Kim studied abroad and spent family vacations skiing in the French Alps, going to EuroDisney in Paris, and swimming on the French Riviera, but this international experience didn't translate into political enlightenment or empathy for his countrymen at home when he took over after his father's death. Arguably all it did was inspire Kim to build an amusement park and ski resort that usually sit empty while ordinary North Koreans struggle to find enough to eat.
North Korean-born Jason Lee, who's a year younger than Kim and defected to South Korea and then the U.S. in 2014, said that much is made of Kim's seemingly random four-year Swiss sojourn — but it's typical for someone from North Korea's tiny inner circle of high-ranking families.

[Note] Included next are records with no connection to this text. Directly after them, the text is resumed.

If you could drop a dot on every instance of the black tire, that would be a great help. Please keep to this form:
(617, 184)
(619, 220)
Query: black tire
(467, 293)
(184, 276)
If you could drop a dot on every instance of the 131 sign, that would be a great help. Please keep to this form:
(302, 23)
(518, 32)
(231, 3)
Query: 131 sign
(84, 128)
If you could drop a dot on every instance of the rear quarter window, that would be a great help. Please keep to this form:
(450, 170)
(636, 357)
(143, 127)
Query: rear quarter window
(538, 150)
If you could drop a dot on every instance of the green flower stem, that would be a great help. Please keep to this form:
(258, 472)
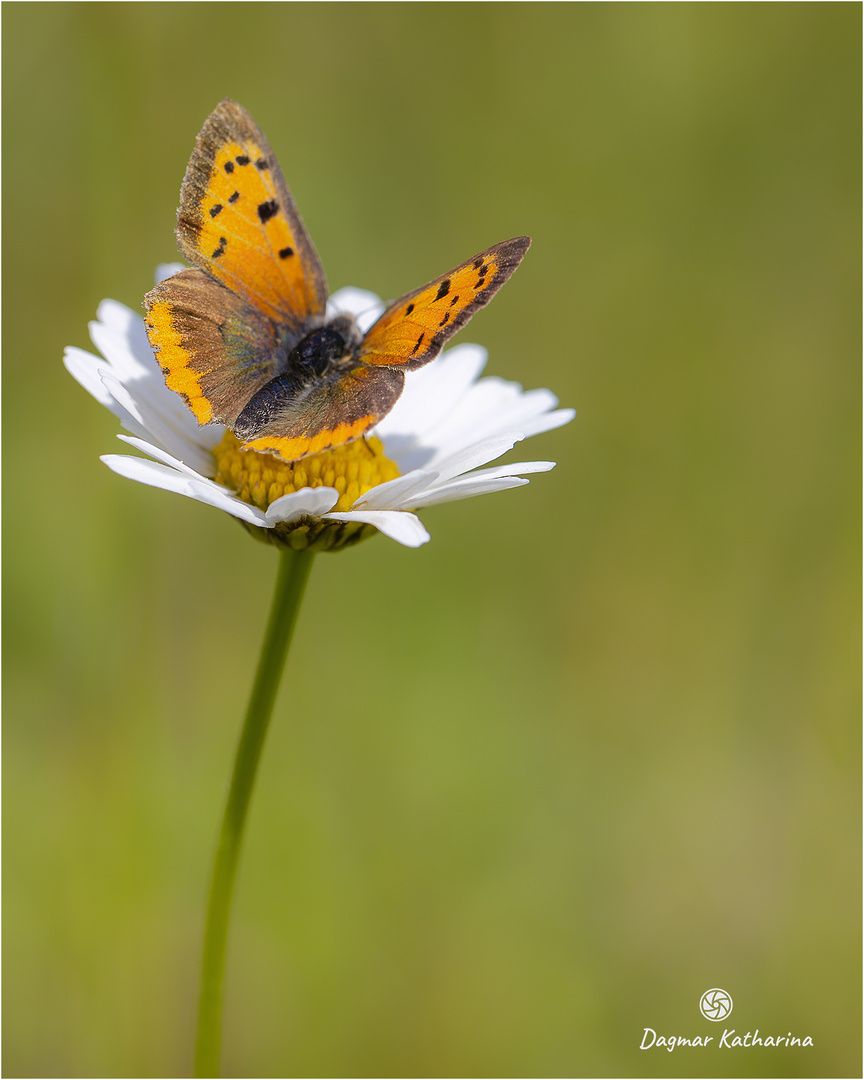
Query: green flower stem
(293, 575)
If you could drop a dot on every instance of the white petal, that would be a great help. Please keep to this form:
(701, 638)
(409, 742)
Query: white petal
(476, 454)
(364, 306)
(393, 493)
(548, 421)
(85, 368)
(163, 456)
(463, 488)
(307, 502)
(404, 528)
(167, 270)
(156, 419)
(515, 469)
(169, 480)
(148, 472)
(490, 406)
(214, 496)
(432, 392)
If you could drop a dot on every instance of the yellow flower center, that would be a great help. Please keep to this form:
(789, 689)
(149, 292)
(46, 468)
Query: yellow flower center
(260, 478)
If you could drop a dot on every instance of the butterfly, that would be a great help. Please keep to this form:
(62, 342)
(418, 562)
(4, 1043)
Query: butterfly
(243, 335)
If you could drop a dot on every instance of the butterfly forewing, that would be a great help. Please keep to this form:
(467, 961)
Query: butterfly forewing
(413, 331)
(215, 349)
(239, 221)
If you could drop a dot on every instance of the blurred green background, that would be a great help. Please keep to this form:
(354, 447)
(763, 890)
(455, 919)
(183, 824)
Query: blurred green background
(592, 751)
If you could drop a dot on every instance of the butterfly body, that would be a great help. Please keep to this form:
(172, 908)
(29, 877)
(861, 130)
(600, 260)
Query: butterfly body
(243, 335)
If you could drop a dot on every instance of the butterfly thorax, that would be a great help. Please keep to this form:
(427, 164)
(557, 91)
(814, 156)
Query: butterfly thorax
(321, 355)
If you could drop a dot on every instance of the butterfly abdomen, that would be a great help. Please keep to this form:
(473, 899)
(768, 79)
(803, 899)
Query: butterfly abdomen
(318, 358)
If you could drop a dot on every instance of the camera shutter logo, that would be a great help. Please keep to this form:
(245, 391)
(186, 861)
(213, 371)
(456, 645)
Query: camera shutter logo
(715, 1004)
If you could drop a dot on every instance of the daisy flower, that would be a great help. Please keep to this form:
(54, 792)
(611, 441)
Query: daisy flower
(430, 448)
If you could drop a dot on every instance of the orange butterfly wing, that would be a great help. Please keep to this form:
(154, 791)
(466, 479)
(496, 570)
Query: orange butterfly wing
(239, 223)
(414, 328)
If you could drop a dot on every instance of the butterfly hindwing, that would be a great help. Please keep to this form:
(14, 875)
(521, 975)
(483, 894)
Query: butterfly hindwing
(239, 221)
(413, 331)
(215, 349)
(327, 412)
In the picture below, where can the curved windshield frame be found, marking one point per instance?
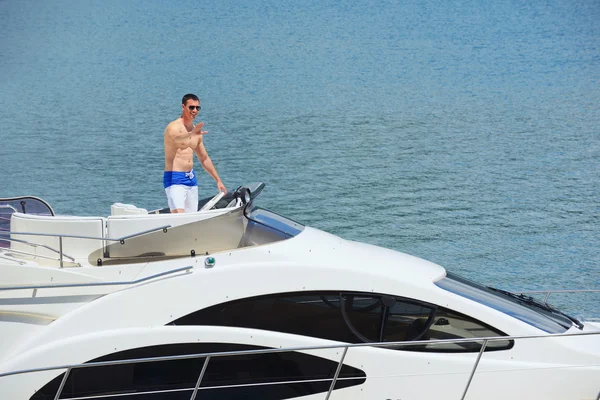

"All of us speak multiple languages and many of the kids of the elite families travel a lot and live outside the country when they can," Lee, who now lives in Washington, DC, told The Post. "Nobody can access the Internet in the country but they can when they leave. They know the education is fake, the mythology of the Kim family is fake. But they can't speak out against it. Their whole family would be punished. They call it the three-generation rule."
Kim has the same problem. Even if he wanted to reform a country where many go hungry and even the homes of the political elites rarely have more than one hour of electricity a day, he couldn't.
"He's a master at running the country but he's also trapped by the country and the mythology," Jung H. Pak, a former CIA analyst and author of the new book, "Becoming Jong Un," told The Post.
"He inherited the nukes, the repressive bureaucracy, the gulags and the fear and there's no way to escape it. If he wants to survive he has to continue the brutality. There's no other way for him."
Not to say that Pak thinks it's hard for Kim to throw his 300-lb. weight around and kill and torture close friends and relatives. His defector aunt, who is believed to live in northern New Jersey, once recalled that he was "short-tempered" and lacking "tolerance" when he was a child
"I wouldn't say he's a sociopath," Pak said. "But he has a high tolerance for other people's pain. It was extremely brutal how he killed his uncle and brother. It was public, gruesome and humiliating. And make no mistake. He did that for people outside the regime but mainly for people inside the regime. He wanted to let them know in no uncertain terms who was the boss."
Some North Korean experts say there is a strategic reason that Kim looks so plump. Because of cold, hunger and starvation often suffered by the North Korean people, an obese person signals health, wealth and power.
Children who lived through the '90s famine are now soldiers in the Workers Party. Their growth was so stunted by starvation that some barely grew above five feet. There have been reports that the minimum height requirement for a soldier is 4'8" or 4'9". Kim is 5'7" and his grandfather, who founded the country in 1948 and ruled to 1994, was 5'10", very tall for a North Korean.
"Physically Kim's trying to look like his grandfather," Cha said. "He was fat and smoking all the time and outwardly jovial, like Kim. He looked robust and healthy which is how they think a leader should look."